As mayor, Raman said she would significantly expand investment in Time Limited Subsidies, a short-term rental voucher program she described as far less expensive than Inside Safe with better outcomes. Her campaign argues that for the same $85,000 annual cost of a single Inside Safe motel room, the city could rent three apartments and provide intensive wraparound services. She also pledged to create more safe temporary housing for families, develop a strategy for the more than 6,500 people living in cars and RVs, and audit every stalled homeless housing project.

On mental health and substance use, Raman's plan calls for deploying street medicine teams citywide to deliver care directly in encampments, on sidewalks and in shelters. She cited data showing that only 4% of people across the county shelter system are currently receiving mental health care — 882 active clients across more than 20,000 countywide interim housing beds. She also said she would establish a citywide unarmed crisis response system for mental health and substance use calls.

A District Record as Foundation

Raman pointed to her track record in her own City Council district, where she said encampments were cleared because people got housed rather than moved from location to location. She said shelter bed occupancy in her district rose from 80% to 94%, and that all new permanent supportive housing in the district now exceeds 90% occupancy.

"Angelenos have done their part," she said. "They voted. They taxed themselves to respond to this crisis with care and resources. City Hall let them down. I will treat this crisis with the urgency and focus it demands."

The full platform is available at nithyaforthecity.com.

There are 14 candidates running for the LA Mayor’s race in the upcoming June election with reality star Spencer Pratt the only individual to poll in the double digits.
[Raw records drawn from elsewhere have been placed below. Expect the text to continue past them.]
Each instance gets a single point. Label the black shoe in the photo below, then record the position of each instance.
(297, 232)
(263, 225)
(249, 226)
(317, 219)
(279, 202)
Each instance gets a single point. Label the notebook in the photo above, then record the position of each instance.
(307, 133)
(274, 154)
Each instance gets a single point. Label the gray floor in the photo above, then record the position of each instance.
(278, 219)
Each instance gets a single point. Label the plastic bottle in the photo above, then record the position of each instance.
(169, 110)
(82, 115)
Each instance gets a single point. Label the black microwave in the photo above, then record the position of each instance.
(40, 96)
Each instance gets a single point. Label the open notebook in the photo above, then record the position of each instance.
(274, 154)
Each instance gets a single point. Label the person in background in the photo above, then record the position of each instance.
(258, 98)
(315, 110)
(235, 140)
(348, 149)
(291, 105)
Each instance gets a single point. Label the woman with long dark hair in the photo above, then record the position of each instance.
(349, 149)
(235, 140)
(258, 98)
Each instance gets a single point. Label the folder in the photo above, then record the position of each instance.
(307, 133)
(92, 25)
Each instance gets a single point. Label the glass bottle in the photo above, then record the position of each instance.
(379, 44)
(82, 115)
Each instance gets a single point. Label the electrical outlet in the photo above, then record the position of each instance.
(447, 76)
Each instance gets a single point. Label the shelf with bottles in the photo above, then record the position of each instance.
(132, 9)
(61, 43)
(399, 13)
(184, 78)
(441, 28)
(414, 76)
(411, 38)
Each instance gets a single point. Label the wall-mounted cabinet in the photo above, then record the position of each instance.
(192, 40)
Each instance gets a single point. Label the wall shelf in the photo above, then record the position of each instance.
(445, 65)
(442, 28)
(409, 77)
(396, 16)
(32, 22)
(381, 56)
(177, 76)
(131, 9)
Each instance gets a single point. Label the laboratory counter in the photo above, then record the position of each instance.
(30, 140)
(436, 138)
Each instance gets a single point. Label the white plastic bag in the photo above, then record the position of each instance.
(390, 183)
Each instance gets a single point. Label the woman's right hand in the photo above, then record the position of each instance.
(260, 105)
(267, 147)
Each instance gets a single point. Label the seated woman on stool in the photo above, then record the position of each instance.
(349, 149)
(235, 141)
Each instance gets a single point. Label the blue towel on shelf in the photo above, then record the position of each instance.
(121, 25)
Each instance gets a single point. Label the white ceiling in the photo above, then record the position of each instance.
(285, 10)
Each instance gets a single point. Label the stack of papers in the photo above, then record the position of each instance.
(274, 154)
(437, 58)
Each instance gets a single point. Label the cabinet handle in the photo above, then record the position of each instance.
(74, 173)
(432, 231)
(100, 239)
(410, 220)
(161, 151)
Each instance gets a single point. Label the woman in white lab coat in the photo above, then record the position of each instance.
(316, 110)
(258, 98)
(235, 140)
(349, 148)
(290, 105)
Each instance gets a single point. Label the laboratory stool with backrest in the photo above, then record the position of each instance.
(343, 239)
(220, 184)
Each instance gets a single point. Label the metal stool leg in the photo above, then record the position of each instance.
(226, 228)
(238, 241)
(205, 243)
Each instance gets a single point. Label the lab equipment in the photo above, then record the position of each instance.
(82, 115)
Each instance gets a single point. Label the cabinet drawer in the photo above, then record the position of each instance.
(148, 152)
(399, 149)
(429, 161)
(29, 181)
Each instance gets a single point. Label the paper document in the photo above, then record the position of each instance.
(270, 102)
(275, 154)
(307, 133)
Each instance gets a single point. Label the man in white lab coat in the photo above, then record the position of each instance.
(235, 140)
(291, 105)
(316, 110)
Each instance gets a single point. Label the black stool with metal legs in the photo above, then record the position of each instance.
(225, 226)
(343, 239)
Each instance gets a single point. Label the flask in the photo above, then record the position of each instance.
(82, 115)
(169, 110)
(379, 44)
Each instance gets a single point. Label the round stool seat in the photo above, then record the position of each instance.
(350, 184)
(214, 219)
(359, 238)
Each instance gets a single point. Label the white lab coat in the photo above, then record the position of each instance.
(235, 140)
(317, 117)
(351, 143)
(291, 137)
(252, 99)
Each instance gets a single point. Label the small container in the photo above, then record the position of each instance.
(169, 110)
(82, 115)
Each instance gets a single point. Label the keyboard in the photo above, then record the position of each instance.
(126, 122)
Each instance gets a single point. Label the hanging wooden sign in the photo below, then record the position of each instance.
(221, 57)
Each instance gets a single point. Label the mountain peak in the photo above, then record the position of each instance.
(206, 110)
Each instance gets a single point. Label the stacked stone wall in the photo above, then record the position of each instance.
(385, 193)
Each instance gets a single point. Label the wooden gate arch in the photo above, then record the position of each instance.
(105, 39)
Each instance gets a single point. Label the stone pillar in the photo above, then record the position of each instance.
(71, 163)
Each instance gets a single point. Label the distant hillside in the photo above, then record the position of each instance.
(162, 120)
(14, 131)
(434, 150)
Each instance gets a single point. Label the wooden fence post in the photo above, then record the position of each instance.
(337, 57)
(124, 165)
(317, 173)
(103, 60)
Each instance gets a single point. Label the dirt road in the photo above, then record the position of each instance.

Pratt argues that Los Angeles' homelessness crisis stems not from insufficient funding but from misspent billions by what he calls the "Homeless Industrial Complex," which has prioritized bureaucratic process over tangible results. His proposed "Treatment and Recovery First" framework would shift resources toward mental health care, drug treatment, and stabilization services, require treatment participation as a condition of city-funded assistance, and tie housing access to demonstrated sobriety and stability. The plan would impose strict performance-based contracting, terminate failed programs, and enforce existing shelter and public-space laws to restore safety in parks, sidewalks, and neighborhoods.